Review: A Whole New World by Liz Braswell

First, thanks to Disney Book Group and Netgalley for allowing me to read an egalley of this title.  I have to admit that while I have "seen" the movie Aladdin, I've never really sat and watched it all the way through.  It came out when I was a teacher, so an adult, so the only time I ever watched it was when we showed it to a group of students as the end of a field trip day reward.  Nevertheless, I feel like this book was pretty darn close to the exact story. Enough so that instead of my usual summary of the story in my own words, I'm going to post the Goodreads summary, and then below that I will tell what I liked and didn't like about it.

Welcome to a new YA series that reimagines classic Disney stories in surprising new ways. Each book asks the question: What if one key moment from a familiar Disney film was changed? This dark and daring version of Aladdin twists the original story with the question: What if Jafar was the first one to summon the Genie?

When Jafar steals the Genie’s lamp, he uses his first two wishes to become sultan and the most powerful sorcerer in the world. Agrabah lives in fear, waiting for his third and final wish.To stop the power-mad ruler, Aladdin and the deposed Princess Jasmine must unite the people of Agrabah in rebellion. But soon their fight for freedom threatens to tear the kingdom apart in a costly civil war.

What happens next? A Street Rat becomes a leader. A princess becomes a revolutionary. And readers will never look at the story of Aladdin in the same way again.

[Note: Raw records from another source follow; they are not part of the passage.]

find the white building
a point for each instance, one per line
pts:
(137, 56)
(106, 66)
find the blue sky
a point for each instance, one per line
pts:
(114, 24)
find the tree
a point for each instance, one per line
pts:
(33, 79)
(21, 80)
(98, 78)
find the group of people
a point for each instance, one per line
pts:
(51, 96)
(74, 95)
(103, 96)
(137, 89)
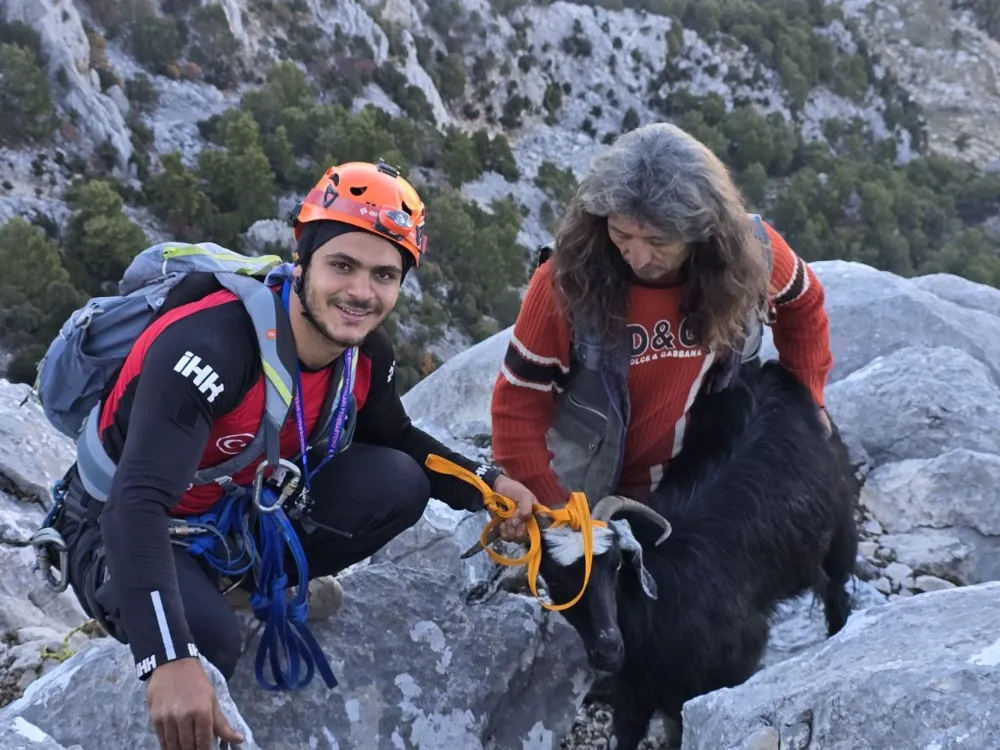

So, as I said, I've not for sure watched the movie that I could say I know it that well, but really so much of this book seemed to be basically what I remember from the movie.  As they said, the main difference is who summoned the genie first.   So while this definitely changed the story in ways, overall it basically seemed to be the same general idea.  It's not that it wasn't a good read, just that I wasn't blown away, and didn't feel anything was really that new or original based on what I remember of the story.  And for someone like me, who hadn't really ever known the story that well, that disappointed me.  It should have been pretty easy to make it seem different, I would think, as so many other retellings of stories I've never read, or stories I did know and remember well, have done in the past.  

Overall this is not a book that I would go out of my way to recommend, although I would be sure to list it with other retellings for people who wanted suggestions.  It just wouldn't be on my list of go-to books to suggest to my high school students, or other teen readers.